For one night every September, Old Campus becomes a maelstrom of screaming a cappella group members dashing across the quad. Their objective: selecting the newest members of their musical families. The chaotic tradition is called Tap Night and it’s one of my favorite nights of the year. Tap night comes at the end of a multi-week “rush” process when new freshmen audition for the 13 singing groups in Yale’s Singing Group Council. When rush is over and each group has chosen its new members, everyone lines up in front of High Street Gate. Each group designates a “runner” who sprints from entryway to entryway, hoping to reach the new “taps” before another group does.
Shades running for new taps!
Since my own tap night two years ago, I have been a member of Shades, Yale’s youngest co-ed a cappella group, which sings music of the African Diaspora and the African-American tradition. This year I serve as the Musical Director (or “pitch”), and it’s been an amazing experience. This year, we tapped 7 of our “rushees,” and we love all of them immensely. They are each unique, talented, and hilarious in their own way and I could talk about them all day, but here is a picture of them instead:
Our new taps! (From left to right: Xavier, Jheri’, Cami, Somto, Nyamal, Chidera, and Tyler)
The Yale a cappella scene is competitive, but it also serves as a large and close-knit community that all Yalies (even those who don’t sing) knows about. Last week, Shades collaborated with The Duke’s Men (an all-male group that sings pop, R&B, and jazz) on a benefit concert. At the concert, we gave out free food, which gave audience members a chance to pig out right before finals. Attendees donated to local charities, including Apostle Immigrant Services, an organization that works with immigrants in the New Haven community, and All our Kin, a group that builds sustainable childcare programs.
In the E-room of the Afro-American Cultural Center, we each sang six songs in segments of three. The Duke’s Men went first, and they delivered strong performances as usual. There were so many highlights of their performances, but one of the best parts was when Dan (pictured below), sang “Open Arms.” As he sang, audience members began to throw their wallets and shoes at him. This might seem odd, but it’s how fellow Yale singers show love when someone is killing it vocally.
Dan from the Duke’s Men singing a beautiful rendition of “Open Arms” by Journey.
While The Duke’s Men were singing, Shades sat on the front row and cheered them on, shouting “Yas!” and “You betta!” The Duke’s Men did the same for us, whooping and cheering as we sang. It was a special experience, with members of two a cappella groups who competed for rushees just a few months ago were genuinely happy for each other.

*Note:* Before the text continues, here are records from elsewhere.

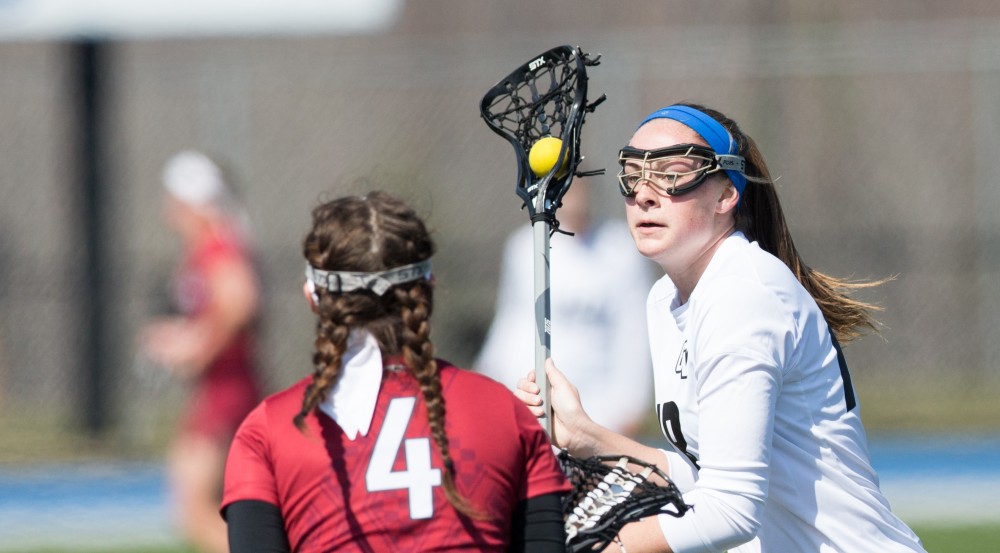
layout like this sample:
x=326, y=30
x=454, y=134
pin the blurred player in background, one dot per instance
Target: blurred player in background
x=751, y=386
x=210, y=344
x=599, y=286
x=384, y=447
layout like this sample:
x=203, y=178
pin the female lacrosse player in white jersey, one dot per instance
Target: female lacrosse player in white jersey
x=751, y=387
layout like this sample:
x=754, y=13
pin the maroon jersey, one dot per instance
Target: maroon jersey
x=382, y=492
x=228, y=388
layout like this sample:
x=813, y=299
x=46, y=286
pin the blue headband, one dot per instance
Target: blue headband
x=709, y=129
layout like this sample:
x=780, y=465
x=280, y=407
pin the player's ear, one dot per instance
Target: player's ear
x=728, y=198
x=309, y=291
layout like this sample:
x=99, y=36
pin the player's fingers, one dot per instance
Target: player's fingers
x=531, y=400
x=527, y=387
x=556, y=377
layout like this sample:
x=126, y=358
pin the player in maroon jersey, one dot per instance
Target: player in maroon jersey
x=210, y=342
x=384, y=447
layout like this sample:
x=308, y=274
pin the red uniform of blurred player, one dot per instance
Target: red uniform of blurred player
x=210, y=344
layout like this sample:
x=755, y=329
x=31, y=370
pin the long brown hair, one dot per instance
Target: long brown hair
x=374, y=233
x=760, y=217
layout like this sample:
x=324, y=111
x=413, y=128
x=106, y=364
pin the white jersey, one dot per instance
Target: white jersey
x=754, y=395
x=599, y=284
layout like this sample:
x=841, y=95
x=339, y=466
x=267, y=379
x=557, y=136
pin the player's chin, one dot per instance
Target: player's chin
x=647, y=245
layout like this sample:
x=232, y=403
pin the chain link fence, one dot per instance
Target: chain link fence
x=884, y=135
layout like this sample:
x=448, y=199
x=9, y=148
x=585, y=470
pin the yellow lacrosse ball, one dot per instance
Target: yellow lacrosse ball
x=543, y=155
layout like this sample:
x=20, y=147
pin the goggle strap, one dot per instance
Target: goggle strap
x=378, y=282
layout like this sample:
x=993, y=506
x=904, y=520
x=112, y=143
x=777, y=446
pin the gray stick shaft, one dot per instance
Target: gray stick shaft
x=543, y=312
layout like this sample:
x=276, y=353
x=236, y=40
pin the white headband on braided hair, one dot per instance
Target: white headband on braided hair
x=378, y=282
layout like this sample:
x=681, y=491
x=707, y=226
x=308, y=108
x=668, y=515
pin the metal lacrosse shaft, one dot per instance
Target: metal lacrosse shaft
x=543, y=312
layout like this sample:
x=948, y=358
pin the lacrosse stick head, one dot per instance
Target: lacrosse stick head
x=547, y=96
x=610, y=492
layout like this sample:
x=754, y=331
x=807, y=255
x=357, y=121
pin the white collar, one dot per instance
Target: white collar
x=352, y=401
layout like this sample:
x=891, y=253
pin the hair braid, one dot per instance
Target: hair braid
x=331, y=343
x=418, y=351
x=373, y=233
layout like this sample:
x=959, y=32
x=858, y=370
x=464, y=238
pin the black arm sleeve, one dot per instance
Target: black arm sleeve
x=255, y=527
x=537, y=526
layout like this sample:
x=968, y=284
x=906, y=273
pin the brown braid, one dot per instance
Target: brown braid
x=761, y=218
x=367, y=234
x=418, y=351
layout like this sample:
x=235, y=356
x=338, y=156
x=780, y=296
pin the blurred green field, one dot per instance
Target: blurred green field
x=937, y=539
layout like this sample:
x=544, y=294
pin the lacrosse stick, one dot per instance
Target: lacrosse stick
x=607, y=495
x=545, y=97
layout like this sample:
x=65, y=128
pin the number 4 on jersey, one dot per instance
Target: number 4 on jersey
x=419, y=478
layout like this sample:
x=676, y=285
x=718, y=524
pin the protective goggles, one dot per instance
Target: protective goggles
x=675, y=170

Eilaf from Shades of Yale serenading the audience with “Weak” by SWV.
Something I have always appreciated about Yale is that collaboration is actively encouraged, in extracurricular pursuits like a cappella and in the classroom as well. People root for each other here, which is refreshing for many students who came from more competitive high school environments. Recently, I messaged the pitch of the Duke’s Men saying, “we HAVE to do a joint concert again in the future” and he responded, “Yes PLEASE.” I’m definitely going to hold him to that, because I love a good collaboration, whether it’s with our voices or our ideas.